No cell reception.
3 hours from the car park.
It’s getting dark and it’s snowing.
Your friend has a broken leg and can’t walk.
What do you do?
Scenarios like this is why I just spent the last four days doing my Wilderness Advanced First Aid or WAFA. I’d like to know that when I’m out playing in the wilderness with my friends that I can help them when things go pear shaped.
I already have my standard first aid training but when you’re out in the wilderness there are a lot of other factors that we need to consider. So what does this course do?

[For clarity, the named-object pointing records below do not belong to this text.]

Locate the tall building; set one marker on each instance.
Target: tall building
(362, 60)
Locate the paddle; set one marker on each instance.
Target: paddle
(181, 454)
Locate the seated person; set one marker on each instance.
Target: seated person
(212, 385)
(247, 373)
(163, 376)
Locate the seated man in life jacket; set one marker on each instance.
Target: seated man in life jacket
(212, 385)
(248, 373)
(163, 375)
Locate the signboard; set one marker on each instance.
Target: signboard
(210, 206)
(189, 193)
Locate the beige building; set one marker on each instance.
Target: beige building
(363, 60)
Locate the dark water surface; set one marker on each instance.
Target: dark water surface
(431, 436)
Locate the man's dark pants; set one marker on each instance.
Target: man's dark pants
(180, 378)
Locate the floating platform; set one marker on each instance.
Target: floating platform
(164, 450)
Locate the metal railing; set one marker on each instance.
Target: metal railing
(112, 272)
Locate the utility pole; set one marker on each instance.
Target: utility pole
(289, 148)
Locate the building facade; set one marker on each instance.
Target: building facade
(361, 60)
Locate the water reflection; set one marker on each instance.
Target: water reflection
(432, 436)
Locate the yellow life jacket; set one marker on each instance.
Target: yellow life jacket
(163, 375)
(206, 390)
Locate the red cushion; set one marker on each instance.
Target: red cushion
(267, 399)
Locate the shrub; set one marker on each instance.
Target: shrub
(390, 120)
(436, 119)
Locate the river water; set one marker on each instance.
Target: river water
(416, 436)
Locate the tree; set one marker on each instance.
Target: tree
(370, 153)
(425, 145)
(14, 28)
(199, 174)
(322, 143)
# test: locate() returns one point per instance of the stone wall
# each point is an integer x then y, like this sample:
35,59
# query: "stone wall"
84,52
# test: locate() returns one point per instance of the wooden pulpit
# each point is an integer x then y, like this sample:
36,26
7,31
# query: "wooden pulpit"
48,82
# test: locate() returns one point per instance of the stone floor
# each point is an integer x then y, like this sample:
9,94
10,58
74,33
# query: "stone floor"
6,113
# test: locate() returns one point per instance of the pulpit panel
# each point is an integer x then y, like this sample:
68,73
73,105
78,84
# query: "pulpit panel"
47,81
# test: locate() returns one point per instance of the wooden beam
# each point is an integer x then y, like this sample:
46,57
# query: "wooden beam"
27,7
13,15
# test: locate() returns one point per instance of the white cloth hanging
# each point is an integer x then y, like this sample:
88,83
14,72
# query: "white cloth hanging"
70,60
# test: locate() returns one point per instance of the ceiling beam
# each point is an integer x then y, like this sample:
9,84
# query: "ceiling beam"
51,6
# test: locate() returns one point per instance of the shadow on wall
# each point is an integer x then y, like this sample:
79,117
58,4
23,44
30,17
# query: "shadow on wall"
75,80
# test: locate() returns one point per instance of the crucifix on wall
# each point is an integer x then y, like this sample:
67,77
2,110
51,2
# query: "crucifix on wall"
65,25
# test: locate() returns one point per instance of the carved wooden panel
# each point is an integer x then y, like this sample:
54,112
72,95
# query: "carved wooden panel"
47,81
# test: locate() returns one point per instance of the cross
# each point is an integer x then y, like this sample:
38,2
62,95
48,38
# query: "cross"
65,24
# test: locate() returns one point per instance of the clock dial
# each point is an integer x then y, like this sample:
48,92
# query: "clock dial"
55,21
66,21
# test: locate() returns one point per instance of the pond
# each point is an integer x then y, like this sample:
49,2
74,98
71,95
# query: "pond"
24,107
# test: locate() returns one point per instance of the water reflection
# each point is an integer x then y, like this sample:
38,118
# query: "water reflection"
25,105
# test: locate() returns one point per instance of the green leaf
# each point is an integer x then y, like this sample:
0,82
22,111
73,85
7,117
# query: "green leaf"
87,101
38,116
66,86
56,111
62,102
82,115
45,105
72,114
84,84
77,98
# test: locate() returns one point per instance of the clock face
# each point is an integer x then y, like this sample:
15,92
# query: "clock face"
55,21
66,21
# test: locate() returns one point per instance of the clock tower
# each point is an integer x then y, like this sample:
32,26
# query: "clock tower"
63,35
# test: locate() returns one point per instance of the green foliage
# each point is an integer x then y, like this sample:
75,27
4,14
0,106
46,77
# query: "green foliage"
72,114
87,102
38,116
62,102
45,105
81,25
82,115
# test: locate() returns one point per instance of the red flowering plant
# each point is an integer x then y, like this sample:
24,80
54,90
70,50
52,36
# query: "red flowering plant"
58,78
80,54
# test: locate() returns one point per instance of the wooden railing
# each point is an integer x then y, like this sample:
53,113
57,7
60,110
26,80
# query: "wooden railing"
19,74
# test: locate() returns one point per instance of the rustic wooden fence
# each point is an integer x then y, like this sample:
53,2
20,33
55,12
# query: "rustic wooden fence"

“Wilderness Medicine differs significantly from standard first aid courses and other training that are oriented toward urban environments. This course teaches how to manage medical emergencies when hospitals and rescue services may not be available for an extensive time period. We prepare students for emergency situations that involve prolonged patient care, severe environments, and improvised equipment.”
So yeah, I made an ankle splint out of a book and a sling out of a back pack and when someone kebabs themselves on something you take out the impaled object instead of putting on a donut and leaving it in there!
I headed out to Glacier House Resort to meet my fellow students and epic teacher Takuya from WMA. Our class was filled with people with great backgrounds and reasons to take the course. Pediatricians turned kayak instructors, Canadian Avalanche Association employees, search and rescue managers, Parks Canada employees, lifties, pro sledders, outdoor enthusiasts and one crazy Aussie.
After we all met and discussed what our super power would be if we could have one, we went over the course content. Long story short we learnt that first aid is about OXYGENATION AND PERFUSION! So to help someone out we follow the Patient Assessment System. We do a scene size up – is it safe? How many patients do we have? What is the mechanism of injury? Then we move to the primary assessment. As Tak says: Find it, fix it, FAST! The aim of the game is to stabilse the patient in the circulatory, respiratory and nervous systems. We are checking airway, breathing, pulse, bleeding, spine and AVPU status.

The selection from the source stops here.